Du savoir à la connaissance

Le savoir est ce sol sur lequel nous avons grandi, lui-même nourri par ces myriades de générations qui nous ont précédé et enrichi le sol par leurs connaissances. Si nous pouvons assimiler le savoir à un avoir, celui que nous avons reçu de nos parents et éducateurs, la connaissance est comme une seconde naissance, car elle offre un nouveau regard sur le monde et peut donc changer l’avenir, celui dans lequel j’évolue.

Le savoir appartient au passé, la connaissance à l’avenir. Cette transformation du savoir en connaissance, nous fait passer de l’avoir à l’être.

Cette connaissance se nourri de tous les liens que nous avons tissés avec notre environnement, telles les radicelles de l’arbre au plus profonds du sol jusqu’aux feuilles les mieux exposées à la lumière. Ce sont les relations, les connections, les interactions que constituent mon expérience du monde, proprement contextualiser pour en comprendre la signification. Cette intelligence de mon environnement me permet alors d’y apporter une forme de réponse adéquate.

Une intelligence naturelle

Ces formes de réponses adéquates, nous les retrouvons aussi dans la Nature, sous le nom de sélection naturelle. L’environnement que constitue le Vivant est lui-même en constante évolution, tel un arbre dont chaque fruit transmet ses gènes et offres de multiples chances de survie à l’espèce. Les cycles d’adaptation du vivant dépendent des mutations d’une génération à la suivante.

Cependant, les gènes d’un individu ne changent pas au cours d’une vie, uniquement lors de sa transmission. Cette adaptation se compte en cycles, selon la reproduction de chaque espèce, rapide pour des mouches, lents pour des arbres. Ce n’est pas la durée qui compte, mais la vitesse de reproduction des cycles. Tout individu qui se reproduit est source potentielle d’adaptation à un nouvel environnement. C’est ce que nous entendons par sélection naturelle.

Cette faculté d’adaptation est une forme naturelle d’intelligence. Naturelle, car nous en comprenons son origine à travers un long processus de cycles imbriqués les uns aux autres et qui évolue au cours du temps. Ce n’est que rétrospectivement que cette intelligence se manifeste, tel un écureuil cachant ses noisettes pour passer l’hiver.

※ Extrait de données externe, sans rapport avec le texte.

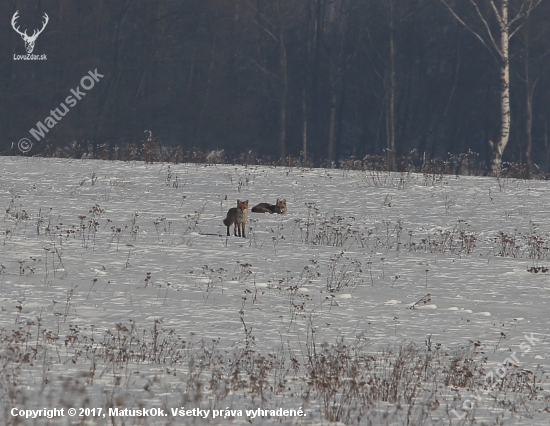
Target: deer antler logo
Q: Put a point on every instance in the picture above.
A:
(29, 40)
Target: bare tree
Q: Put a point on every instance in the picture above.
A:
(497, 42)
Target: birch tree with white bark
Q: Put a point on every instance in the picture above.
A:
(496, 38)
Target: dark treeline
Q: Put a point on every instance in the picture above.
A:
(329, 79)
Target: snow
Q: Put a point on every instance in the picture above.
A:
(127, 243)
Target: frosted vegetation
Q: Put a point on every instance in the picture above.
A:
(384, 299)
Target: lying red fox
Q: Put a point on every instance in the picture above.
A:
(279, 207)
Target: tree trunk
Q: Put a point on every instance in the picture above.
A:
(505, 89)
(390, 118)
(284, 90)
(332, 121)
(304, 127)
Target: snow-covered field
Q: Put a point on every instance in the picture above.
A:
(119, 288)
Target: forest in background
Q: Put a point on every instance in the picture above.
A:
(323, 79)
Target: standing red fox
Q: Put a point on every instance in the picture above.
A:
(279, 207)
(237, 216)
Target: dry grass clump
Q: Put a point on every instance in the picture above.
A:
(343, 381)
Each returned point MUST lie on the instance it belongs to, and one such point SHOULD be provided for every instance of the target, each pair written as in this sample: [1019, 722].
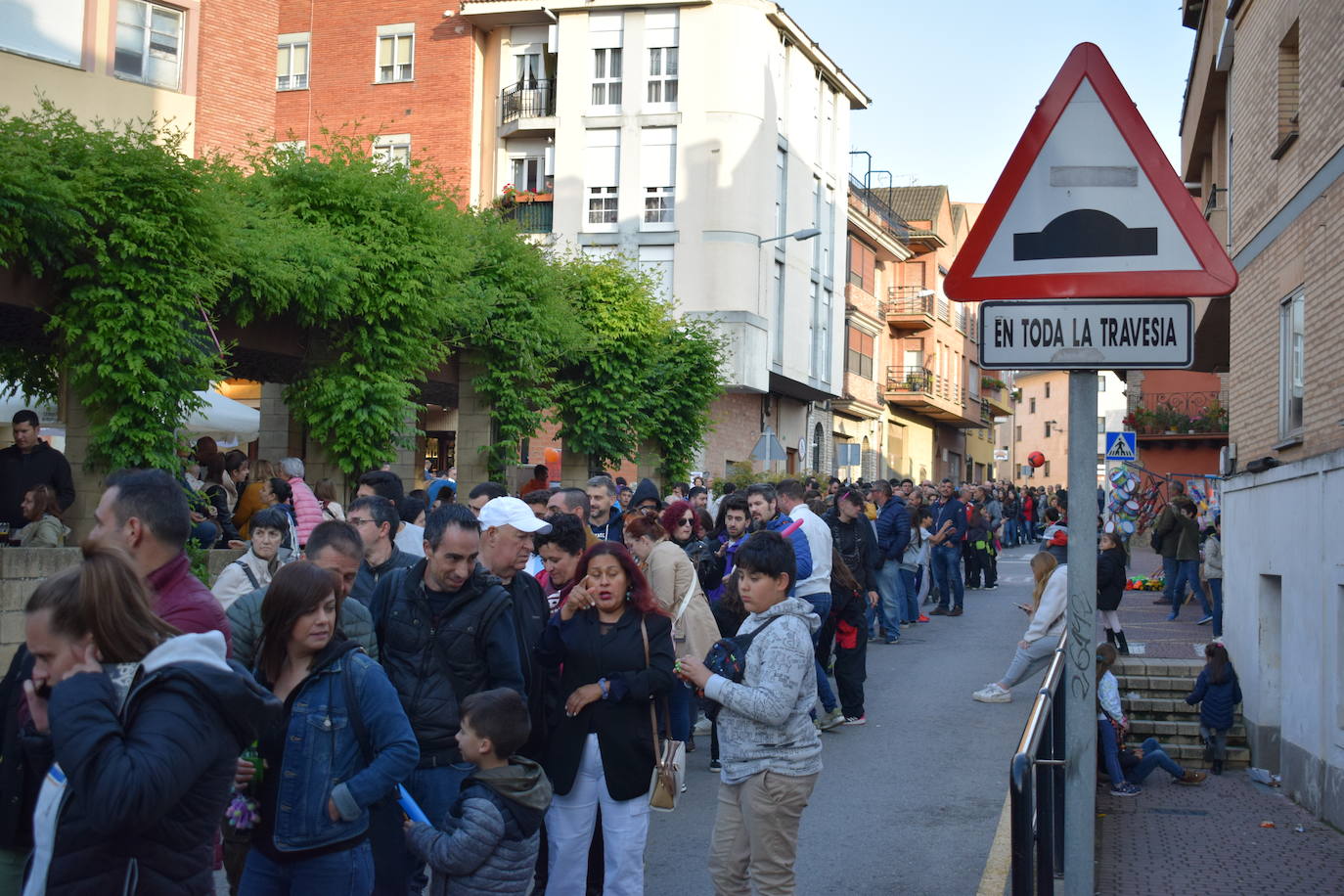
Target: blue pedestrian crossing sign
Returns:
[1120, 446]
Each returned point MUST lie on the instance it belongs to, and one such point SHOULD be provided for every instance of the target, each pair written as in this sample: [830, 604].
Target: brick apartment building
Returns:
[399, 71]
[1262, 135]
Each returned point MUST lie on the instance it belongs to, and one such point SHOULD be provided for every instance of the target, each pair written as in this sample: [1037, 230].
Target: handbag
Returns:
[668, 755]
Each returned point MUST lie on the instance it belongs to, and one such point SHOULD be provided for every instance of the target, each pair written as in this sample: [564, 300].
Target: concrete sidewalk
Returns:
[1208, 840]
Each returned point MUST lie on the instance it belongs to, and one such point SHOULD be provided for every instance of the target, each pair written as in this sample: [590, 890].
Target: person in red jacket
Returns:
[308, 510]
[146, 512]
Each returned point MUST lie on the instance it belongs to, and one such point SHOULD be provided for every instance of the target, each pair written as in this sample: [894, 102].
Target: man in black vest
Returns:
[445, 630]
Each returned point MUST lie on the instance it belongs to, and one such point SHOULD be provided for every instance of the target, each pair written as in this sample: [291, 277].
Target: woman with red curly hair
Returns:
[601, 749]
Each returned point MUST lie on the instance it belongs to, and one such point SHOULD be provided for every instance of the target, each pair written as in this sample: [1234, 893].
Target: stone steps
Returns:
[1160, 709]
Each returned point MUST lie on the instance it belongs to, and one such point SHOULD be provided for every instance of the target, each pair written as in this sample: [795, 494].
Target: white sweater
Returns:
[1049, 618]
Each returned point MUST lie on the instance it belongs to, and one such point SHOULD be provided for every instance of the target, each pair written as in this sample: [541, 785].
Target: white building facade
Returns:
[687, 137]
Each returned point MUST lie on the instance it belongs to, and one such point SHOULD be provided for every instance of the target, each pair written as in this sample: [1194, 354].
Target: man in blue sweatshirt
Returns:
[893, 538]
[765, 515]
[949, 529]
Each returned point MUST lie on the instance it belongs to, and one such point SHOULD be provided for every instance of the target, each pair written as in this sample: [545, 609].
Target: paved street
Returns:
[910, 801]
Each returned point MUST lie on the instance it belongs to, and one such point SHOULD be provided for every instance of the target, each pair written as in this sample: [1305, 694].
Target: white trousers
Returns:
[568, 828]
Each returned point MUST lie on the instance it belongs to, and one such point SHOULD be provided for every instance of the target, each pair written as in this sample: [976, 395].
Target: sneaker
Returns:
[992, 694]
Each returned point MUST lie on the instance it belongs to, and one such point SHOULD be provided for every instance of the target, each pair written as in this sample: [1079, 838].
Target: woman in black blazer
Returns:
[601, 749]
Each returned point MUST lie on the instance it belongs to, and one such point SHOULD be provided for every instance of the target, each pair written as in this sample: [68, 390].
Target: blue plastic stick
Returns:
[409, 806]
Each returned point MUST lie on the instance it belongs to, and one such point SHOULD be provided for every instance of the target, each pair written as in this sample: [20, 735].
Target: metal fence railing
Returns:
[1037, 788]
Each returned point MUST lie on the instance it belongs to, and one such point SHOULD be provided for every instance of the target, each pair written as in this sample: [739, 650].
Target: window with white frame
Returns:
[392, 151]
[291, 148]
[395, 53]
[656, 261]
[603, 177]
[150, 43]
[1292, 364]
[291, 62]
[660, 36]
[530, 175]
[606, 32]
[657, 176]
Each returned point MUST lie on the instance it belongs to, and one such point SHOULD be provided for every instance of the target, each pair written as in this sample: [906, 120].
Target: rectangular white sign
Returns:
[1105, 334]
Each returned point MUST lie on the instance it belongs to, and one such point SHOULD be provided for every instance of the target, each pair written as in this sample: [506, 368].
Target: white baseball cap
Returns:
[511, 512]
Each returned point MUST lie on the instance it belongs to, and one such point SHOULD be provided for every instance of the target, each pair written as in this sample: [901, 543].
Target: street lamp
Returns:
[798, 236]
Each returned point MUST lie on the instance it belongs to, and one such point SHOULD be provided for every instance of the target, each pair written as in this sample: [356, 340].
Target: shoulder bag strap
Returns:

Ce que nous nommons ainsi intelligence est encodée dans le génotype de l’individu, inconscient de cette faculté, mais capable de générer la réponse adéquate à sa survie. Cette intelligence n’a pas besoin d’être consciente d’elle-même pour agir, même si parmi les multiples choix possibles, seuls les gènes faisant preuve de résiliences se transmettent.

Une intelligence humaine

A contrario, l’intelligence humaine, est une faculté d’adaptation que nous pourrions qualifier d’artificielle, car ne dépendant plus d’un prochain cycle de reproduction pour s’adapter. Non seulement l’être humain peut transmettre ses gènes à la génération suivante, mais il peut aussi lui transmettre son savoir, c’est-à-dire la somme des connaissances acquises au cours d’une vie. Cette connaissance n’est plus portée par les gènes, mais par un savoir collectif, actualisé et vérifiable.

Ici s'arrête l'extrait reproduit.